Après quinze ans d’agonie liée à l’abandon des pouvoirs publics mais aussi au désen­ga­ge­ment des réseaux fémi­nistes et syndicaux, la fermeture de la maternité des Lilas est à la fois une déli­vrance et un déchi­re­ment pour ses soi­gnantes et ses usager·es. Les 80 salarié·es vont être licencié·es et les patient·es seront réparti·es au sein des hôpitaux des environs, à Montreuil (Seine-Saint-Denis) ou à Paris, où la prise en charge des accou­che­ments est davantage médicalisée.

Au-delà de la dis­pa­ri­tion d’un accueil depuis toujours axé sur le droit des personnes à disposer de leur corps, la fermeture de la maternité des Lilas marque une défaite sym­bo­lique pour le féminisme, à l’heure où l’extrême droite, aux portes de l’exécutif, entend priver les femmes et les personnes trans de leurs droits à l’avortement et à une paren­ta­li­té choisie.

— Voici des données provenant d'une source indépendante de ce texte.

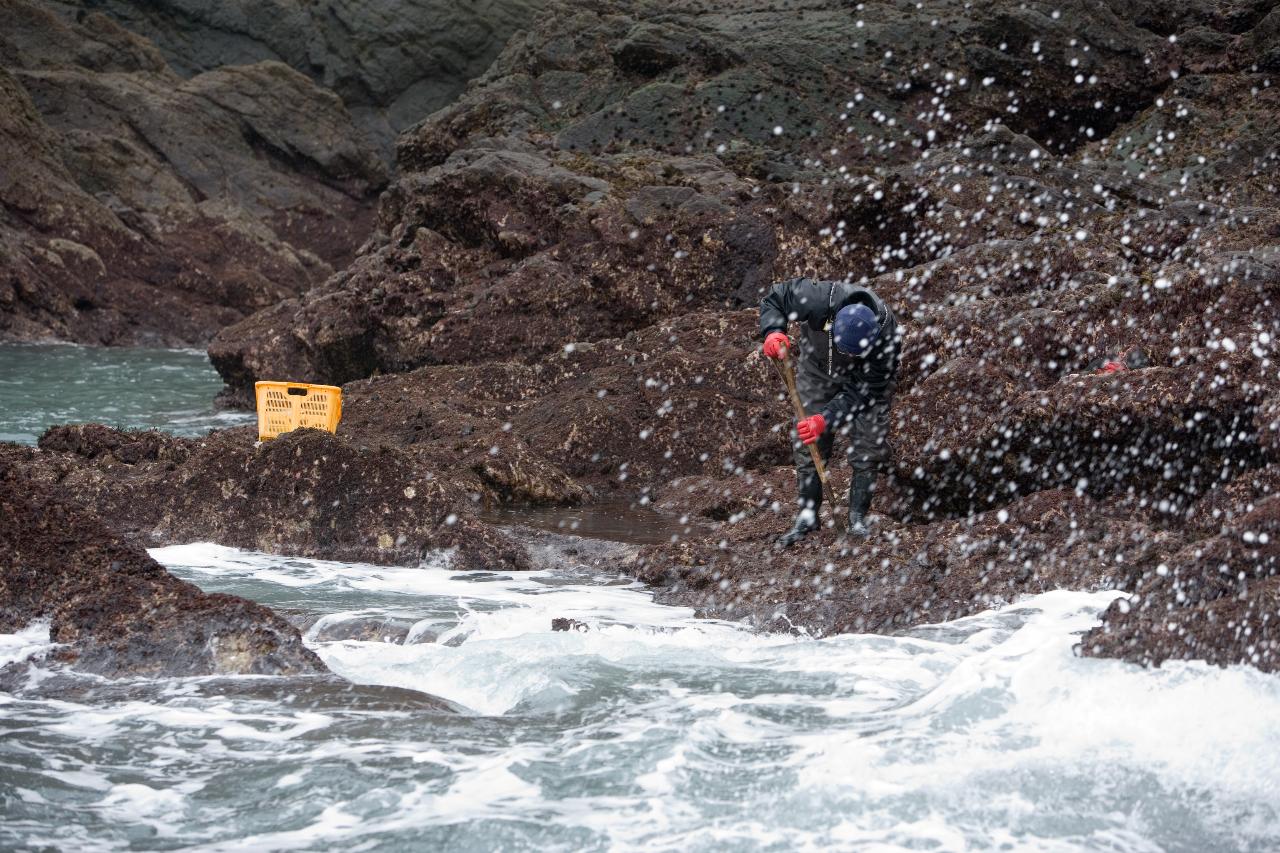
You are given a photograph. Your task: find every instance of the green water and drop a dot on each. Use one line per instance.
(42, 384)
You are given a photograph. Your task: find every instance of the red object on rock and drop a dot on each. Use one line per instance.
(810, 428)
(776, 345)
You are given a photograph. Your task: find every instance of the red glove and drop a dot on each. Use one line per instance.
(810, 428)
(776, 345)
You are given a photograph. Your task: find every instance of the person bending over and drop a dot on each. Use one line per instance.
(848, 354)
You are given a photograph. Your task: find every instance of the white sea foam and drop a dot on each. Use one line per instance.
(659, 731)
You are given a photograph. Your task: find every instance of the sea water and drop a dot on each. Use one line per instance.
(645, 730)
(44, 384)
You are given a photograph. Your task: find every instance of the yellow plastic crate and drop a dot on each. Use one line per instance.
(283, 406)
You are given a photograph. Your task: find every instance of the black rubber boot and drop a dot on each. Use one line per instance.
(807, 520)
(859, 503)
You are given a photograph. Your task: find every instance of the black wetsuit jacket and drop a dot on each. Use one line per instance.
(846, 382)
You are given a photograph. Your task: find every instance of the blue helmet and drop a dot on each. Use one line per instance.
(855, 329)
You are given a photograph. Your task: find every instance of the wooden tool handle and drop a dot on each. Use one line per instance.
(789, 377)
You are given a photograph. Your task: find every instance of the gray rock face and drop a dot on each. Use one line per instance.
(144, 208)
(392, 63)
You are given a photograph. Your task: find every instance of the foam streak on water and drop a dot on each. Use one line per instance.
(652, 730)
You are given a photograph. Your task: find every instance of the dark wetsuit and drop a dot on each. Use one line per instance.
(853, 393)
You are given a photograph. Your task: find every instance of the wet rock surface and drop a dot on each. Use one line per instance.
(556, 306)
(391, 63)
(306, 493)
(112, 609)
(144, 208)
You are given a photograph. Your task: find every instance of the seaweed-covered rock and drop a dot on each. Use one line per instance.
(113, 610)
(307, 493)
(142, 208)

La disparition des petites maternités

Quarante pour cent des mater­ni­tés fran­çaises ont fermé depuis l’an 2000. Il s’agit prin­ci­pa­le­ment d’établissements de niveau 1, qui n’étaient pas équipés de plateaux tech­niques pour prendre en charge les usager·es en cas de com­pli­ca­tions. Au nom de leur sécurité, les autorités de santé ont donc encouragé le regrou­pe­ment des sages-femmes et des médecins dans des unités médi­ca­li­sées, consi­dé­rées comme les seules rentables depuis l’instauration de la tari­fi­ca­tion à l’acte en 2012. La fuite des soignant·es et des parturient·es vers ces mater­ni­tés réputées plus sûres a fini de vider les petits éta­blis­se­ments, entraî­nant la fermeture de tous ceux passant sous la barre des 300 nais­sances par an, seuil fatidique en dessous duquel les agences de santé ne garan­tissent plus la sécurité des accou­che­ments. En mai 2025, en réponse à la hausse jugée « alarmante » de la mortalité infantile, en partie dûe à l’éloignement géo­gra­phique croissant des struc­tures de soins, l’Assemblée nationale votait un moratoire de trois ans sur la fermeture des petites mater­ni­tés. Le texte, qui fait débat chez les expert·es en santé publique comme chez les élu·es, attend d’être validé par le Sénat.